SCOTLAND’S reputation as a pioneer in the development of marine power was given a boost today as a tidal-powered turbine hailed as the most powerful in the world started to generate electricity.
It's yet another example of how Scotland’s abundant green energy resources give it the potential to prosper as an independent country.
Here are five things you need to know about the latest development and about marine power in Scotland.
1: The Orbital 02 turbine is generating electricity via the grid in Orkney. It has the capacity to meet the annual electricity demand of 2,000 homes for the next 15 years. It is Orbital Marine Power’s first commercial turbine and the company has hailed it as a "major milestone". It is also providing power to an onshore electrolyser to generate green hydrogen, created using renewable energy instead of fossil fuels. Its only by-product is water.
Scotland is ideally placed to harness the enormous global market for marine energy whilst helping deliver a net-zero economy
Scottish energy secretary Michael Matheson today highlighted the country’s "abundant natural resources, expertise and ambition,’ which he said ideally-placed it to ‘harness the enormous global market for marine energy whilst helping deliver a net-zero economy’. He added: "The deployment of Orbital Marine Power's O2 is a proud moment for Scotland and a significant milestone in our journey to net zero."
2: The 02 turbine was assembled in Dundee over 18 months and was sailed out of the city in May. The turbine was lowered on to a barge on the River Tay before it began its journey to Orkney. The O2 turbine attracted support through the ethical investment platform, Abundance Investment and also received £3.4m from the Scottish government's Saltire Tidal Energy Challenge Fund.

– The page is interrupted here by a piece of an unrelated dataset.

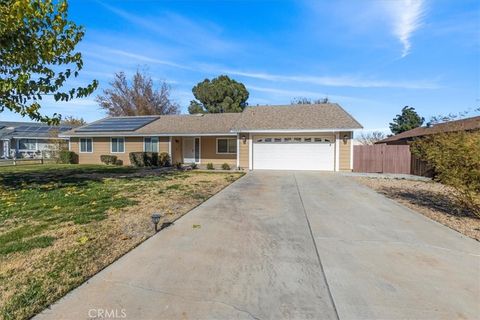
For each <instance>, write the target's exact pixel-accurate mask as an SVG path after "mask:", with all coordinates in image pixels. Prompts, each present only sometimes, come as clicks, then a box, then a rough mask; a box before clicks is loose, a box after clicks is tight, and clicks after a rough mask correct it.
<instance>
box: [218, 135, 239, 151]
mask: <svg viewBox="0 0 480 320" xmlns="http://www.w3.org/2000/svg"><path fill="white" fill-rule="evenodd" d="M218 140H235V138H225V137H220V138H217V139H216V140H215V153H216V154H238V141H237V152H236V153H235V152H218ZM228 149H229V148H228V142H227V151H228Z"/></svg>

3: The tidal turbine is 74m long and weighs 680 tonnes. It is now anchored in the European Marine Energy Centre (EMEC) Fall of Warness tidal test site. Orkney-based EMEC has become a major hub for the development of wave and tidal power. The turbine's superstructure floats on the surface of the water, with rotors attached to its legs which extract energy from the passing tidal flow.
4: Four turbines off the north coast of Scotland generated enough energy to power nearly 4,000 homes in 2019. MeyGen, the world’s largest tidal array, has completed the longest ever run of uninterrupted generation by a multi-megawatt tidal turbine.
The four giant turbines have exported more than 24.7 gigawatt hours (GWh) of predictable renewable power to the national grid. It was the first phase of a project that could eventually power 175,000 homes with more than 250 submerged turbines.
The array is off the mainland of Scotland, near the uninhabited island of Stroma.
Scotland has a huge offshore renewables potential, with an estimated 25% of Europe’s tidal resource
A 2016 estimate from the European Commission said wave and tidal power could account for 10% of the EU’s energy needs by 2050.
5: The Scottish government funds the Wave Energy Scotland (WES) technology programme, which has so far invested more than £30 million in more than 80 projects. Scotland has a huge offshore renewables potential, with an estimated 25% of Europe’s tidal resource, 25% of its offshore wind resource and 10% of its wave potential.